A category of one

You are a person who belongs to a category of one.

Or probably better put in the words of somebody who knew better.

Every individual is an exception to the rule.

Carl Jung

That does not mean that you are alone, not necessarily. It means that you are unique. That what works for others, maybe will not work for you. That what others consider ok, maybe is not ok for you. That you have the full power to write your own story and to be proud of it.

Of course, it also means that others around you are unique. That they might have a completely different point of view. That they might see things that are crystal clear to you in a completely different manner. That they might argue with you, disagree with you, be mad at you, while still fulfilling their own unique story. And be proud of it.

This is scary and also exciting.

The way you look at that changes everything.

Because you care

Sometimes you listen because you want to know. Sometimes you listen because you care.

It might seem like a minor distinction, but the questions, the attitude, the subjects are very different whether it’s one form of listening or the other.

When you listen because you want to know, your questions are direct and closed. You look for easy answers, answers you can process and understand instantly. It’s usually about trivial topics, and the act of listening is in fact a way to reassure yourself that everything is as it should be.

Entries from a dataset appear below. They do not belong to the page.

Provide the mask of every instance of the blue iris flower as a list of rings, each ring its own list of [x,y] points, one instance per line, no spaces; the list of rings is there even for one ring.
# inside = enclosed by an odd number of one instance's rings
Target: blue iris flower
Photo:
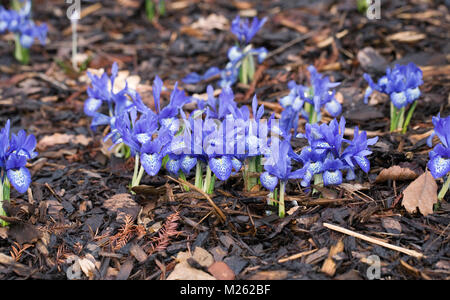
[[[365,173],[370,170],[367,156],[372,152],[369,146],[378,141],[378,137],[367,139],[365,131],[355,127],[353,140],[344,138],[345,119],[341,117],[327,124],[306,124],[305,138],[308,146],[298,155],[298,160],[309,163],[302,180],[302,186],[309,186],[315,175],[322,174],[324,185],[342,183],[342,172],[346,171],[347,180],[355,179],[355,168],[359,166]]]
[[[6,30],[20,36],[20,44],[24,48],[30,48],[34,40],[38,39],[41,45],[45,45],[47,38],[47,25],[36,25],[31,19],[31,1],[21,1],[23,5],[19,11],[6,10],[0,6],[0,33]]]
[[[251,57],[251,60],[253,61],[253,56],[256,56],[258,62],[262,63],[266,59],[268,54],[266,48],[261,47],[254,49],[250,44],[251,39],[261,29],[266,21],[267,18],[259,20],[255,17],[250,24],[249,20],[241,20],[241,18],[237,16],[232,21],[231,32],[238,38],[239,46],[233,46],[228,50],[227,55],[229,61],[225,68],[221,70],[217,67],[211,67],[203,75],[193,72],[183,78],[183,82],[195,84],[220,75],[221,79],[219,81],[219,86],[221,88],[231,87],[234,83],[236,83],[239,77],[239,70],[244,60]],[[254,68],[254,66],[252,68]]]
[[[231,22],[231,32],[241,43],[248,44],[266,22],[267,18],[259,20],[257,17],[254,17],[250,24],[248,19],[242,20],[240,16],[236,16]]]
[[[297,133],[300,116],[310,123],[315,123],[321,119],[322,108],[325,108],[332,117],[337,117],[342,112],[342,106],[335,98],[335,91],[332,90],[340,83],[330,82],[329,77],[318,73],[314,66],[309,66],[308,71],[311,75],[311,86],[306,87],[290,81],[289,94],[280,99],[280,104],[284,108],[280,125],[285,133],[289,133],[291,129],[294,129],[294,134]],[[305,110],[305,103],[309,103],[309,111]],[[313,114],[317,117],[315,120],[310,120]]]
[[[114,82],[118,72],[119,67],[116,62],[112,65],[111,76],[108,76],[106,72],[101,76],[88,72],[92,86],[87,89],[89,98],[84,102],[84,113],[92,117],[93,130],[102,125],[110,125],[114,129],[116,117],[135,105],[132,99],[136,96],[136,92],[131,91],[127,84],[122,90],[114,92]],[[108,107],[108,115],[100,112],[104,103]]]
[[[266,155],[268,162],[264,165],[266,170],[260,175],[261,184],[273,191],[278,185],[278,181],[286,183],[289,179],[301,179],[306,174],[309,164],[305,164],[302,168],[295,171],[292,170],[293,153],[291,143],[288,140],[280,142],[279,152],[271,152]]]
[[[369,83],[364,94],[364,103],[367,103],[373,91],[385,93],[397,109],[413,103],[420,97],[419,86],[423,84],[422,70],[414,63],[408,65],[395,65],[393,69],[387,68],[386,75],[375,83],[370,75],[364,74]]]
[[[31,183],[30,171],[25,166],[28,159],[37,156],[34,151],[36,138],[34,135],[27,136],[23,130],[10,136],[10,127],[11,122],[8,120],[0,131],[0,168],[13,187],[19,193],[25,193]],[[3,185],[5,178],[1,181]]]
[[[432,139],[438,136],[440,143],[430,151],[428,169],[434,178],[442,178],[450,172],[450,116],[433,117],[434,132],[428,138],[428,146],[432,146]]]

When you listen because you care, your questions are wide and open. You are not even looking for answers. If they come, they will probably impact the person giving them much more than they impact you. It’s usually about deep change, and the act of listening is a way to unlock new potential.

On people and communities

It does not matter if you are a billionaire.

It does not matter if your new enterprise is going to make you a few more billions.

It does not matter if you are moved by mixed motives.

What matters is the impact you have on people and communities. And some enterprises have this much clearer than others.


We only see our side of the story.

That’s why when we go to someone with something that’s important for us, that becomes urgent.

That’s why when we read through an email we only notice the parts that confirm what we already know.

That’s why when we find new evidence we are sure that’s the one that will convince everybody.

And that’s also why we should be extremely careful when giving judgements, passing sentences, and building walls.

The target is to be convinced (of your values, your purpose, your views) and open (to other perspectives and versions) at the same time.

Can you do that?

Ranking opinions

A practical way to rank opinions.

  1. Opinions based on large datasets across similar situations. This is academic research or market research.
  2. Opinions based on limited datasets of the current situation. This is personal and direct experience.
  3. Opinions based on limited datasets across similar situations. This is personal and past experience or, typically, business books and good blogs, online courses, podcasts, etc.
  4. Opinions based on one or two datapoints across situations that might or might not be similar to the current one. This is anecdotical knowledge, and still where probably most online content nowadays fall into.
  5. Opinions based on beliefs and feelings. This is where most companies and teams die.

Aim for 1 or 2 when you have to make decisions that matter. Use 3 to broaden your perspective, but carefully understand how to filter through it. Entertain yourself with a controlled amount of 4. Run when people start arguing based on 5.

It would be fair to rank this post a 3.